Fishing catamarans over 30′ long are rare in the United States. But the Pacific 3200 is attempting to change that by demonstrating that two hulls may be better than one on larger boats, at least for boaters more interested in comfort than blazing speed.
Most notable is the 3200’s footprint: Dual hulls give it an almost rectangular shape, with a maximum beam of 12’10” that extends most of the length of the boat. The result is more deck space than you’d get on a monohull with similar dimensions. With that broad beam and the cat configuration, this boat is as solid as an oil barge at trolling speeds. Our test runs took place in the teeth of a nasty easterly, and the 3200 made frothy water feel flat.
Our test boat had a hardtop extension that completely covered the cockpit. Nice for driving rain and harsh sun, but not so nice when casting a fishing rod. The standard version of this boat doesn’t have that extension. What does it have? An aerated livewell centered in the transom, a transom door on the starboard side, and a macerated fishbox in the sole.

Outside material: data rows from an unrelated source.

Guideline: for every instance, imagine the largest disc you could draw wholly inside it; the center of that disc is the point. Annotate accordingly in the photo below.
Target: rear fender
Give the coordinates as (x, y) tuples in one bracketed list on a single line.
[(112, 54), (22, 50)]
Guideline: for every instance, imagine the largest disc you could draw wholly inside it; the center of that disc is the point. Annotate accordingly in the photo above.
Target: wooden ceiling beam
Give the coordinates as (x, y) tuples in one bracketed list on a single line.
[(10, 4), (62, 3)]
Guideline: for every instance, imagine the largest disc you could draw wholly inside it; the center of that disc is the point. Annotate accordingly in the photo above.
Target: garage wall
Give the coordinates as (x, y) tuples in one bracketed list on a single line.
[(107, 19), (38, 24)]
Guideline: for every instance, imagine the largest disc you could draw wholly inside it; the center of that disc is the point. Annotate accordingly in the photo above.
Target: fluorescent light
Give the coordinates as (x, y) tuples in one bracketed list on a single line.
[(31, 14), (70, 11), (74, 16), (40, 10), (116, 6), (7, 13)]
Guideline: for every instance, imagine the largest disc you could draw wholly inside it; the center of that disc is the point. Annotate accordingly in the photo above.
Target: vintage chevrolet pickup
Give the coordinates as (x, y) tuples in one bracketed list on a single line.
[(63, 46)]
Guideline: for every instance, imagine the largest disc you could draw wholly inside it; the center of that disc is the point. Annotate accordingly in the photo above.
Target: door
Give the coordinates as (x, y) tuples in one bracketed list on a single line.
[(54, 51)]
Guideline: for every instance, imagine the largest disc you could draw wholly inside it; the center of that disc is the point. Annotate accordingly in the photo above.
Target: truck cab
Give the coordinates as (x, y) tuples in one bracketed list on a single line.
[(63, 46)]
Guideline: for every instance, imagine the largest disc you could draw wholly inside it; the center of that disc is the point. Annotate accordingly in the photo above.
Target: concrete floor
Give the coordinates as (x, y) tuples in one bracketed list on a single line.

Anglers unused to cats may find the centered-helm layout unusual. It’s similar to driving a center console, but until the boat was on plane with the trim tabs deployed, visibility over the broad bow was poor. Of course, visibility isn’t an issue when you’re running the boat from the standard bridge command post-where you’ll be in all but the worst weather.
The head is in the port hull’s bow, and the starboard bow holds a single master stateroom. Both offer plenty of space and 6′ of headroom. The main cabin, including a full galley and dinette, has lots of teak and an overall yacht-grade fit and finish.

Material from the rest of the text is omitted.